Theory of Change

Harnessing innovations for impact involves a clear theory of change, scalable platform, and set of design, technology and implementation best practices, along with a green light process for selecting specific projects that collectively are likely to result in a capital-efficient, engaging and effective vehicle for advancing and sustaining key impact objectives.

More generally, our approach to any impact partnership is to treat the initiative as an agile startup, with both partners working together to identify outcomes, develop a logic model, and to grow the design and supportive ecosystems in tandem—as opposed to simply a work-for-hire producing a one-off game product. At the core of this model is a commitment to jointly-identified outcomes, and to cultivating empowered ecosystems invested in achieving such outcomes (see key considerations).

ecological-framework

Key foci for partnership success include: Focus on Outcomes, Focus on Tech-Enabled Services, Focus on Platforms, Focus on Ecosystem Integration.

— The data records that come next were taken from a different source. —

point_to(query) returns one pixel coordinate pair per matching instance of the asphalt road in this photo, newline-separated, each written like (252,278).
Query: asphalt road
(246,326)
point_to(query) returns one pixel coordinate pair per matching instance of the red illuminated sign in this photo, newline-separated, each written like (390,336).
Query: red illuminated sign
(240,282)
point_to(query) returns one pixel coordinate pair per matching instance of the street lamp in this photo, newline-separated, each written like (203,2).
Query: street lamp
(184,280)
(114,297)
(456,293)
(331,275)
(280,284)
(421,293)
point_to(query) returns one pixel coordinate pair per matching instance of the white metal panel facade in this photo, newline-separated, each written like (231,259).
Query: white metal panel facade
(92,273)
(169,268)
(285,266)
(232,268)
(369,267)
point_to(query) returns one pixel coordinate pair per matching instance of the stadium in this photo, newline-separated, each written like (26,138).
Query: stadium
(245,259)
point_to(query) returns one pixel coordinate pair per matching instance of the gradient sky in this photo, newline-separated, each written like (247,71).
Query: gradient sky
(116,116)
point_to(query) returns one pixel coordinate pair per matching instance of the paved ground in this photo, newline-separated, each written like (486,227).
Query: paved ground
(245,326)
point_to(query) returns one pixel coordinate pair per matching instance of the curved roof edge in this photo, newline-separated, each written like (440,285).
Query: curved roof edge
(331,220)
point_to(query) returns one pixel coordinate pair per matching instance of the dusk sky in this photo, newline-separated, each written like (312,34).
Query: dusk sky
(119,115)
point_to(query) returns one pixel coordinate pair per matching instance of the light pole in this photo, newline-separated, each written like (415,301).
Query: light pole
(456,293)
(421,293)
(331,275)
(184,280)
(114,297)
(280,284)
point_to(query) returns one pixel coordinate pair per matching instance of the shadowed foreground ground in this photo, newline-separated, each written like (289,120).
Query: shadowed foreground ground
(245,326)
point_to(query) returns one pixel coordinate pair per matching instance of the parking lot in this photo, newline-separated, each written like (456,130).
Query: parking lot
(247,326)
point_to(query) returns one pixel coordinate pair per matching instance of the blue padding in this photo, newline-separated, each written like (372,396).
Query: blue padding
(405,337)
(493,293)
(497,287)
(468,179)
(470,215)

Focus on Outcomes (not outputs)

Often, the focus during implementation is on what might be thought of as immediate outputs, emphasizing moving through the designed sequences as opposed to what learners can do as a result of completing those sequences. Outputs often refer to the number of people that use a service or complete a program, whereas outcomes focus on the broader impacts of that usage. Too often we see ongoing optimization of outputs often at the expense of larger term outcomes and often without proper investment in the necessary inputs—like local ownership, investment and professional development. Instead, we are arguing for investment in what people are doing with the designs, not whether all designed interactions were completed. Design should also start with the desired outcomes, and then building a logic model to better understand how the inputs are likely to bring about those outcomes within a particular context (see Kellogg Logic Model).

Focus on Tech-Enabled Services (not products)

Any innovation for impact does not determine outcomes, but instead, are best positioned as part of services that must be continually optimized for ecosystem integration, ongoing sustainability and scaled impact. When we move from thinking of innovation as a designed product for transmitting solutions to thinking of innovations as services within larger ecosystems for outcomes, then we expand our concept of impact; that is, does innovation reside in a product or is it a property of a functioning system? Similarly, the focus of the design needs to transition from products to services, with an emphasis less on what it is and more on what it does. When Intel changed their tagline from “Intel Inside” to “We power experiences,” it was in part a shift from a product-centric focus to a service-centric emphasis with the true innovation being that which their chip enabled. This service-based model not only enables responsiveness to participants, facilitators, and other stakeholder feedback, it also enables the continual maximization of engagement and learning outcomes as well as responsiveness to shifting dynamics in the ecosystem of implementation.

Focus on Platforms (not pipelines)

Over the last decade we have seen a shift in how we think about products, brands, and the ways they are engaged by customers. Central to this shift is an appreciation that brands exist in the actions users engage, and not in the products parsay. When Intel changed their tagline from “Intel Inside” to “We Power Experiences” it was bound bound up in a shift from focusing on what they develop to an appreciation for what people do with it. Inversely, pipeline technologies are based on a rationale in which the organization views themselves as having a great innovation and the focus is on how they can dispense their solutions to ensure that customers aquire them.

“A pipeline business employs a step-by-step arrangement for creating and transferrring value, with producers at one end and consumers at the other; thereby operating as a linear value chain. Rather than flowing in a straight line from producers to consumers, value may be created, changed, exchanged, and consumed in a variants of ways and places, all made possible by the connections that the platform facilitates.”
Parker, G., Van Alstyne, M., & Choudary, S. P. (2016)

A platform technology is based on enabling “value-creating interactions” among individuals and desired outcomes, with its overaching purpose being to cultivate the necessary conditions, matches, and interactions to engage the latent growth energy available in the world.

Focus on Ecosystem Integration (not dissemination)

While we have powerful innovations for impact, consistent with the assumptions above, the potential lies in how local sites leverage them as invitations to realize on-the-ground outcomes that are locally imagined, integrated, and optimized for achieving valued outcomes. The local context must be treated as a component of the innovation itself, with some of the most transformative innovations occurring in the context of implementation (at the nodes) by ordinary heroes with everyday agency working towards meaningful outcomes that they value. Such a framework is consistent with a model of anticipatory governance, in which the goal is to foster engagement, foresight, and a commitment to do the hard work of integrating the core transformative ideas towards goals they value. Importantly, these possibilities need to be invited and enabled, with the innovation living in the release, not in the designed bits and bytes.

The goal here is to allow for local agency and inspire local investment, at the same time providing the necessary structure to unlock new possibilities. Such engagement requires interpretive space such that the local ecosytem can make the innovation their own with fidelity being less about how they mirror the designers’ intent and more how they are able to integtrate it to realize goals that they value.

In this form, solutions, to the extent that they exist, are locally grown, contextually meaningful, and if properly enabled allow the intervention to evolve far beyond any content created by the design team.